The entrainment of the vessel depends on both the frequency and magnitude of the imposed OWSS. (a) The percentage of power representing the entrainment is shown w.r.t. both the frequency difference and the shear stress difference (total N = 94, distributed between the three frequency and three pressure difference conditions). (b) The percentage of power is shown at different ranges of frequency under no shear and oscillatory shear conditions, along with the standard error. (c) The entrainment is shown w.r.t. to the normalized shear stress (applied shear stress normalized to the critical shear stress for the vessel). The dashed vertical line signifies the threshold at which the applied shear stress is equal to the critical shear stress. The percentage of power is significantly correlated to the normalized shear stress (maximum WSS under imposed oscillatory conditions normalized to the critical WSS for the vessel) when the applied shear stress is below the critical shear stress, for similar and high applied frequencies. (d) The percentage of power at the applied frequency is compared to the sum of the percentage of power at the applied and half the applied frequency. When the sum of the percentage of power at both the applied frequency and half the applied frequencies are considered, there is no significant difference between the high and medium applied frequencies. This suggests that more power is present at half the applied frequency components when the externally applied frequency is more than the intrinsic frequency of contraction of the vessel.

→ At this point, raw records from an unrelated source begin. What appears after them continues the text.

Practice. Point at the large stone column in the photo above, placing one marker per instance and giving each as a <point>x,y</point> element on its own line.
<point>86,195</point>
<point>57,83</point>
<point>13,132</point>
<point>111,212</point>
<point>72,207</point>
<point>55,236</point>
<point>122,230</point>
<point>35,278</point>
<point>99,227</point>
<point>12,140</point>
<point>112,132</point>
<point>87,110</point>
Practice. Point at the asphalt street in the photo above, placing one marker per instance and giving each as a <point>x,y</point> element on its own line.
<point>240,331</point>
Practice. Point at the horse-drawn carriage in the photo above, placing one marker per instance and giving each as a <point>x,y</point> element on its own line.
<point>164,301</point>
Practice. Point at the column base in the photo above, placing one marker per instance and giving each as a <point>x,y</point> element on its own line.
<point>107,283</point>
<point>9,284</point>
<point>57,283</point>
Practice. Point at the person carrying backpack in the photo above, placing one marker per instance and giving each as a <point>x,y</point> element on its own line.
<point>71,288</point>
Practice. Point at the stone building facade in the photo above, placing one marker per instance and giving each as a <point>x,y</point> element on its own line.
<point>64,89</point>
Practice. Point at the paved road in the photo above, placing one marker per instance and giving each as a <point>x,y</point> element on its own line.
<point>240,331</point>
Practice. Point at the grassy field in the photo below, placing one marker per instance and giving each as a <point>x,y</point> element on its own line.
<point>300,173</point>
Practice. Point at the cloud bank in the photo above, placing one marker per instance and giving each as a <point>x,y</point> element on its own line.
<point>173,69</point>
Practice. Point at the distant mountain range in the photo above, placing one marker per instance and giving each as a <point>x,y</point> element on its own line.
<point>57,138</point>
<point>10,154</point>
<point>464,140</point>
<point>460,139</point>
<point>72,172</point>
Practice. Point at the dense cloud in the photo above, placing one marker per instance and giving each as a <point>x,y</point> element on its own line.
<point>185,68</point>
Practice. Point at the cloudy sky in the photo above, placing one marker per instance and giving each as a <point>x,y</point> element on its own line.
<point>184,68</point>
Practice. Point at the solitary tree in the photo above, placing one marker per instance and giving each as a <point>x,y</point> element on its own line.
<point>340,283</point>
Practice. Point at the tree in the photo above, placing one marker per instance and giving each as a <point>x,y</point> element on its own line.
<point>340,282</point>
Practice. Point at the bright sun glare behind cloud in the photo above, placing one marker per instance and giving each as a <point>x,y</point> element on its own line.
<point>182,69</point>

To determine if vessels other than thoracic ducts might exhibit entrainment properties, preliminary studies with OWSS were performed on two mesenteric lymphatic vessels to test their entrainment. Mesenteric vessels have been shown in the literature to be less sensitive to the same pressure gradient as compared to thoracic ducts. The mesenteric vessels were subjected to oscillatory pressure gradients with an amplitude of 4 cmH₂O and frequencies of 0.125 Hz and 0.0625 Hz. The diameter and pressure tracings, the CWT of the diameter tracings, and the tracing of the power at the applied and intrinsic contraction frequencies are shown in Supplementary Fig. S1. From the diameter tracings it can be seen that the vessel contraction frequency changes with the application of the oscillatory pressure gradient, and the change is dependent on the applied frequency. This change is reflected by a decrease in the power at the intrinsic frequency and an increase in the power at the applied frequency. However this entrainment to the applied oscillatory pressure gradient is much weaker than that observed in the thoracic duct. The lower entrainment could be attributed to the lower shear sensitivity seen in mesenteric vessels, as compared to thoracic ducts (Fig. S2).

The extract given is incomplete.